382: Kelly Allan, part 1: Deming 101, community, and beyond
Kelly is experienced in theory, practice, and community of W. Edwards Deming.
If you don’t know Deming, you’ll hear from this conversation, but for context, growing up my top role models were Gandhi, King, and Mandela. As I practiced sustainability, I realized acting in harmony with nature and motivating others to connect with deeper values isn’t exactly what they did. New role models emerged: Patton, Eisenhower, and Ali, for example, but they didn’t lead people exactly to connect with their values.
Then came Deming. He transformed a war-destroyed Japan starting in 1950 after helping win WWII in the US in a way comparable to developing radar or cracking the Nazi’s codes for their secret messages. He did it in four years, an attractive time frame to turn around a nation’s culture given scientists’ warnings that humanity has under ten years to reach zero greenhouse emissions if we hope to avoid processes running out of control from our previously stable equilibrium sustaining life and human society.

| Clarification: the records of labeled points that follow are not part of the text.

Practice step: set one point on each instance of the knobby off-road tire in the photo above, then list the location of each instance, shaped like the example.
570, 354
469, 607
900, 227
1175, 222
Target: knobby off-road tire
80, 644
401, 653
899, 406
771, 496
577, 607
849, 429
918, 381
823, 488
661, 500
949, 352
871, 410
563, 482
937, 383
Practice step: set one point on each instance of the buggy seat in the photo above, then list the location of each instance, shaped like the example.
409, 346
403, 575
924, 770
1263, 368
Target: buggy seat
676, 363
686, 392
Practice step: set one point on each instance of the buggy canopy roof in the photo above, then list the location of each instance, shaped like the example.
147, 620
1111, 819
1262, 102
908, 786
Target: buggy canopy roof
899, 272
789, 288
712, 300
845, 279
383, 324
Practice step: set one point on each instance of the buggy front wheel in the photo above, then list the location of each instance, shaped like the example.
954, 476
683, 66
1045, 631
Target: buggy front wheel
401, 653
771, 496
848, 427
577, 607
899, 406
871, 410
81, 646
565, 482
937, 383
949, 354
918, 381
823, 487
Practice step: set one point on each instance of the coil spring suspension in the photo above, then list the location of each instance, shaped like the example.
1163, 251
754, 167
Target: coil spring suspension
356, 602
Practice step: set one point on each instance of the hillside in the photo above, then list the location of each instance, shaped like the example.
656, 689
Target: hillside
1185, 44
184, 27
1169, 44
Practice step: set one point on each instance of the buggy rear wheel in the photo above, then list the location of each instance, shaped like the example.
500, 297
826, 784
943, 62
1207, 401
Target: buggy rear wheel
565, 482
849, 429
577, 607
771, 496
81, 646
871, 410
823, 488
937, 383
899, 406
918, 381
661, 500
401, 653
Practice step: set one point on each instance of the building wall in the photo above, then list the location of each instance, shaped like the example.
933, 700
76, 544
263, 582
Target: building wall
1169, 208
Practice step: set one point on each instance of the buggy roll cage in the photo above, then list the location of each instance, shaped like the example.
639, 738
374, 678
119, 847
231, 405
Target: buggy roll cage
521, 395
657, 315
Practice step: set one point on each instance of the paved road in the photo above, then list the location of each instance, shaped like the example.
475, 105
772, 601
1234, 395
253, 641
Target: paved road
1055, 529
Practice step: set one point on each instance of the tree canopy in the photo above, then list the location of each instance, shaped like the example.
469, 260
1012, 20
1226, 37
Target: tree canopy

Kelly has been learning and teaching Deming for decades. This episode may run long, but the conversation made me as enthusiastic, motivated, and optimistic as with any other guest, for the hope and direction Kelly gave. We talk about specific ways to follow up just knowing transformation of a nation without hope in under five years is possible. After we finished recording we already started following up with whom to talk to next.
I didn’t dream before this conversation that there might already exist a community of organizations and people who have transformed similarly in other areas that would love to transform again that way. I’d thought of finding people and organizations with the biggest demand, biggest potential to change, that I was most connected to, or other ways.
I hadn’t thought of people or organizations most skilled at systemic change beginning with personal transformation, nor of connecting with someone at the middle of such a community who also loves that kind of experience. Maybe this is the beginning of a big initiative. I suspect I’ll learn as much as anyone.